O artista só é desejado quando se torna um espelho para o seu público ver sua questões, preconceitos, gostos e visões de mundo. No fundo, é um anônimo como qualquer outro. A ilusão é acreditar que as pessoas possam ter algum interesse genuíno em quem somos, mas terão tal interesse em nós mesmos?
De forma alguma, mas naquilo que representamos em específico: um homem bem sucedido, amante de uma linda mulher, arrojado e inteligente, uma mulher determinada, em forma, poderosa e idolatrada pelos homens, etc.
Compramos as representações como se delas deslumbrássemos de longe o que gostaríamos de ser. Por um momento, podemos ser algo além dos nossos estereótipos. Por isto a admiração também é importante, ver que as pessoas nos veem para além do estereótipo, nos ajudando a ver algo além do cotidiano ao qual estamos condenados.

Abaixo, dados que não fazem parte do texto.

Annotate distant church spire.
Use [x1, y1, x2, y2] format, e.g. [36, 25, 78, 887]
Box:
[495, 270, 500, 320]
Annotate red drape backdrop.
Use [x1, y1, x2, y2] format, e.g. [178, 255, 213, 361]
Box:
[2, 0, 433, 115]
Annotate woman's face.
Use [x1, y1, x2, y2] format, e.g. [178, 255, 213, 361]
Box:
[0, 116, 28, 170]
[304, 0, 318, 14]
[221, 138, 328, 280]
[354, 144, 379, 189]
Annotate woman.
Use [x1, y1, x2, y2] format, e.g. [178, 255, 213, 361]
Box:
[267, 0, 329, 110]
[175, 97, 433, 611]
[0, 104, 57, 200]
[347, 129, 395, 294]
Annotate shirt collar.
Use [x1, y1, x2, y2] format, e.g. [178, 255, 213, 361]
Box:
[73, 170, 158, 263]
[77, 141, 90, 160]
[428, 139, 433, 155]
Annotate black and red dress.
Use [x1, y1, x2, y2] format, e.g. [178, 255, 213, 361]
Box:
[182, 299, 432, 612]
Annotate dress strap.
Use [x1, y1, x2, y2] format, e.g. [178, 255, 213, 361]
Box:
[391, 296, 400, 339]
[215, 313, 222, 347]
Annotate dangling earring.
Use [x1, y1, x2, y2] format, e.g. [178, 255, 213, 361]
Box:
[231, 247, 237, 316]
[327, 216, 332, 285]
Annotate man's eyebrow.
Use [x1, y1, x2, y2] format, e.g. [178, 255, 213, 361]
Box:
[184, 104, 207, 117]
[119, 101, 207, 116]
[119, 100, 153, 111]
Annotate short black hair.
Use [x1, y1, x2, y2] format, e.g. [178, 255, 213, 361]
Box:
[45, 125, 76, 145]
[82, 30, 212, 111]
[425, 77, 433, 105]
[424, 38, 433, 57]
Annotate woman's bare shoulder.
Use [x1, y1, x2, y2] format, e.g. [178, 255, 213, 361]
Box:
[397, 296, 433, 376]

Elas também veem naquele representa uma fuga de si mesmas e o artista também não é visto para além de sua representação.
Estamos então todos sós, famosos ou anônimos, com a diferença que os primeiros já não possuem a esperança ( quando amadurecem como artistas e pessoas) de que a fama os torna mais próximos das pessoas. Talvez as torne até mais distantes.
Enfim, recomendo o filme para refletirmos sobre o mundo das redes sociais, das corridas por visualizações, da falta de voz em meio a tantas câmeras, palcos e microfones. Sobre o que você como artista realmente busca com o que faz.